This is very brief announcement to say that I’ve just released a new PEG parser-compiler for JavaScript, called Canopy. It generates fast, self-contained parser modules from grammar definition files and runs in all the major browsers and on CommonJS platforms including Node.js, Narwhal and RingoJS.
Why do we need another PEG compiler? We don’t. PEG.js is excellent, actively used and maintained and has a really nice website. Canopy exists mostly for reasons of personal taste: I wanted something more akin to Treetop, which lets you keep the grammar definition separate from any methods you add to the parse tree. In fact, Canopy goes further than this: you have to keep them separate, you cannot have inline JavaScript in the grammar files.
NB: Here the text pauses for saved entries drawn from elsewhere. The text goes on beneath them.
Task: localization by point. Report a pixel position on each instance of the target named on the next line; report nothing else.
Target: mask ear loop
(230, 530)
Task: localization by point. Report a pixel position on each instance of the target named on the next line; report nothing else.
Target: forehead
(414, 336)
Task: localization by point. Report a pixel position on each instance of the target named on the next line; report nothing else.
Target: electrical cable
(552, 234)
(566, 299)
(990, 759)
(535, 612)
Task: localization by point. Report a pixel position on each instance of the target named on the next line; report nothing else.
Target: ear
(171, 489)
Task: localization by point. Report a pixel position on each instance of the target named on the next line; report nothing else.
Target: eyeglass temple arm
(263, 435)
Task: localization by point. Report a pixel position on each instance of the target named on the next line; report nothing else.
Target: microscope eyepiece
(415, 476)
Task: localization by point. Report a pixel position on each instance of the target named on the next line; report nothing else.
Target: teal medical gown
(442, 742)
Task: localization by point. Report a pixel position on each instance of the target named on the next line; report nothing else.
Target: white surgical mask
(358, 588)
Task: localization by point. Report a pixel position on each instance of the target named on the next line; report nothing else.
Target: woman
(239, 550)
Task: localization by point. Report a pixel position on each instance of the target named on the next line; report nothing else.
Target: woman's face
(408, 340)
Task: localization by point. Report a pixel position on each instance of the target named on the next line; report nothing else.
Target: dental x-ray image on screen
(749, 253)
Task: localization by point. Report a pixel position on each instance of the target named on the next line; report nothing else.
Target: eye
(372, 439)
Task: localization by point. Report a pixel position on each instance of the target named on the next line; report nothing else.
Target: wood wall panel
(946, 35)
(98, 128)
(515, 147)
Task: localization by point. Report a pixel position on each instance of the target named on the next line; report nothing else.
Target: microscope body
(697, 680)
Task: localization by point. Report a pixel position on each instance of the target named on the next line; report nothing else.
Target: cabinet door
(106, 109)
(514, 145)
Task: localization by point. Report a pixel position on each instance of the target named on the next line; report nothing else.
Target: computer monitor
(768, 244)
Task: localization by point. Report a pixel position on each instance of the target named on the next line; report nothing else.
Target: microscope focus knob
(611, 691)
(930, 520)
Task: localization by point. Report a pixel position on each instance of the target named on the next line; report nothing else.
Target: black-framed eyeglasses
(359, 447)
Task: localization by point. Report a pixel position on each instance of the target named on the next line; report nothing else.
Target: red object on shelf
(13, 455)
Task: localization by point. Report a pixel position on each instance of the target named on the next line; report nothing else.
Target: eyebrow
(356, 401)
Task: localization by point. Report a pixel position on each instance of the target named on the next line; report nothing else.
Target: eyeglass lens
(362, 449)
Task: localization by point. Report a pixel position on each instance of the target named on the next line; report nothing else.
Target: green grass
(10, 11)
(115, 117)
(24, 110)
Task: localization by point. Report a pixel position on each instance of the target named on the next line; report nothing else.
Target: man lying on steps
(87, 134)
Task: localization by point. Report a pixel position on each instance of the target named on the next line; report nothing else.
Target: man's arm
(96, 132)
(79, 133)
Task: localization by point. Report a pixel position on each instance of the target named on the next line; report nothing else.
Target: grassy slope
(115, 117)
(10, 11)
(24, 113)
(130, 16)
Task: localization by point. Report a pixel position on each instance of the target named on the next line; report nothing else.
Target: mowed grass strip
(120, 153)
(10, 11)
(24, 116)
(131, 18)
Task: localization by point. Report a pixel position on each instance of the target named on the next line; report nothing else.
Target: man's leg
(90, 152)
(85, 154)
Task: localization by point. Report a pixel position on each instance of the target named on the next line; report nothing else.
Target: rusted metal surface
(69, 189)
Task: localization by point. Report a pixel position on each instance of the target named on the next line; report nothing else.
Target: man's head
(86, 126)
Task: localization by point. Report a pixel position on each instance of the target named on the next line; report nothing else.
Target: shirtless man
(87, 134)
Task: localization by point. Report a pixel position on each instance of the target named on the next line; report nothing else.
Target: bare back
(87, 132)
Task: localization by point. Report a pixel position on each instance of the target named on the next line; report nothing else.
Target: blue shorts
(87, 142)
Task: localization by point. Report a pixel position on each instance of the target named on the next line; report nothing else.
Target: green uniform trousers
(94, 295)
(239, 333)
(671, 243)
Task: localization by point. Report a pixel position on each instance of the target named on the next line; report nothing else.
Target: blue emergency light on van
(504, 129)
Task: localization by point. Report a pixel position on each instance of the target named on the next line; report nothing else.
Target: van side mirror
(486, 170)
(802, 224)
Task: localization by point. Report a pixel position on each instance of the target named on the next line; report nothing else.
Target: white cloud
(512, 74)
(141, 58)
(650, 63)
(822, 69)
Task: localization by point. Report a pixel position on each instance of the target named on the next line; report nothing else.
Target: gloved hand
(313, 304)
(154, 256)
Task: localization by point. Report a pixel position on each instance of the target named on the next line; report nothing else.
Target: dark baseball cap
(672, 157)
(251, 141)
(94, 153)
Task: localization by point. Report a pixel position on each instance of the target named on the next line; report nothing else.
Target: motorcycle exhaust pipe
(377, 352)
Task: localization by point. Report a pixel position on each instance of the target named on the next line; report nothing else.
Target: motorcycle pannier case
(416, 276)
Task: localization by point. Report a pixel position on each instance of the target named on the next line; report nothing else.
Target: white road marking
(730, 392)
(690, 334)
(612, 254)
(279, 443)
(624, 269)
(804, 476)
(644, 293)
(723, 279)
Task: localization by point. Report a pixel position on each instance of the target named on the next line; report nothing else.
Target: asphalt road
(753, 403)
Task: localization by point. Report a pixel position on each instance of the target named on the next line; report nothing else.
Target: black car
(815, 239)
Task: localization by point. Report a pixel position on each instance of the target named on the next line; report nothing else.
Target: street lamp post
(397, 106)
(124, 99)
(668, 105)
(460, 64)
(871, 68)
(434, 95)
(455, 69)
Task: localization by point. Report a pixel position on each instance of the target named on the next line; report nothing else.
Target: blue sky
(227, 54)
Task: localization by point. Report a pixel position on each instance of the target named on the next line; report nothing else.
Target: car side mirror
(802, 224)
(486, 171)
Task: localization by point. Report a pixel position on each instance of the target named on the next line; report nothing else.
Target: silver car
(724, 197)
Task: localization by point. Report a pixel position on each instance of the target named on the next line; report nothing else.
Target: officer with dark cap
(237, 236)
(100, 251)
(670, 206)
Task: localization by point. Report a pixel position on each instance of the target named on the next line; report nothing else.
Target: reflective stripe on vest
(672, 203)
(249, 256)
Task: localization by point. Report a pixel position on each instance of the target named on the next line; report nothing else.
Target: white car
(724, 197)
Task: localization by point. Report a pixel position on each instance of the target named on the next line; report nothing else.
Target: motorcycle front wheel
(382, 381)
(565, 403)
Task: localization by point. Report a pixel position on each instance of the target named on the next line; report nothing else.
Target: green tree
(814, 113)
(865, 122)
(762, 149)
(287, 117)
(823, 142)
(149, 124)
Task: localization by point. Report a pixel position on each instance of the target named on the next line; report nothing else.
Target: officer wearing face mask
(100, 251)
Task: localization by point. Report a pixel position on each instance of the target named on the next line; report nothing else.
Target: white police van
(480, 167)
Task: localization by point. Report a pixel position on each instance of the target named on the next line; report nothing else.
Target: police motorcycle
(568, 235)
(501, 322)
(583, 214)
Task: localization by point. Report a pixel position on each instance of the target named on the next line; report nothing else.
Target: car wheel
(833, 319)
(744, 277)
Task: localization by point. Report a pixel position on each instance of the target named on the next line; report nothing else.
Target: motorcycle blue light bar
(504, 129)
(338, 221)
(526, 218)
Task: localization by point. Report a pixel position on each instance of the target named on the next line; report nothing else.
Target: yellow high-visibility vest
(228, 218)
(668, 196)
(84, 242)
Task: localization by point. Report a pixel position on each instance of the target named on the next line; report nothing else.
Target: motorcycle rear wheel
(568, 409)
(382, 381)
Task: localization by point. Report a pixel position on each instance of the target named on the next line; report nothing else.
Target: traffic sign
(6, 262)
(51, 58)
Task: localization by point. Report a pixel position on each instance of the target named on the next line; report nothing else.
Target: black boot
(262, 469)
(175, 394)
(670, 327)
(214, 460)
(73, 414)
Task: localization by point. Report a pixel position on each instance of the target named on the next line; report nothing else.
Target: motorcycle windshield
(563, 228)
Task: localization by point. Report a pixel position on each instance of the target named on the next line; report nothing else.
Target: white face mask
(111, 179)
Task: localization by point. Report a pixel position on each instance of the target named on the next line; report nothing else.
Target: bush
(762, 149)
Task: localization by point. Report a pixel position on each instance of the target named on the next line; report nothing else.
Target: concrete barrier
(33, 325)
JavaScript goes in JavaScript files with all your other JavaScript.
It’s taken rather a while to release. I initially wrote it as part of a huge
yak-shaving exercise: I was trying to get Terminus to work in IE, which
doesn’t support the document.evaluate()
API. I thought it would be a fun idea
to reimplement it, so I created a project called Pathology, an ad-hoc,
informally specified, bug-ridden slow implementation of half of XPath for IE. Of
course this meant parsing XPath queries, which I wasn’t going to do by hand, so
I thought it would even more fun to learn how parser compilers work and build
one. Pathology never really panned out, although it turns out Android browsers
don’t have XPath either so I might revive it, you never know.
I also used Canopy to build Fargo, my fiber-aware version of Scheme. It’s great for getting a new language off the ground quickly.
So, after two years of off-and-on development, and after some interest from a
few other people, a couple of months ago I finally got around to documenting it,
getting rid of some annoying dependencies (the parsers it generates are now
completely self-contained and work on lots of JS platforms), and testing it
properly. It’s available by running npm install -g canopy
, or from the
website, along with the documentation. Let me know what you think.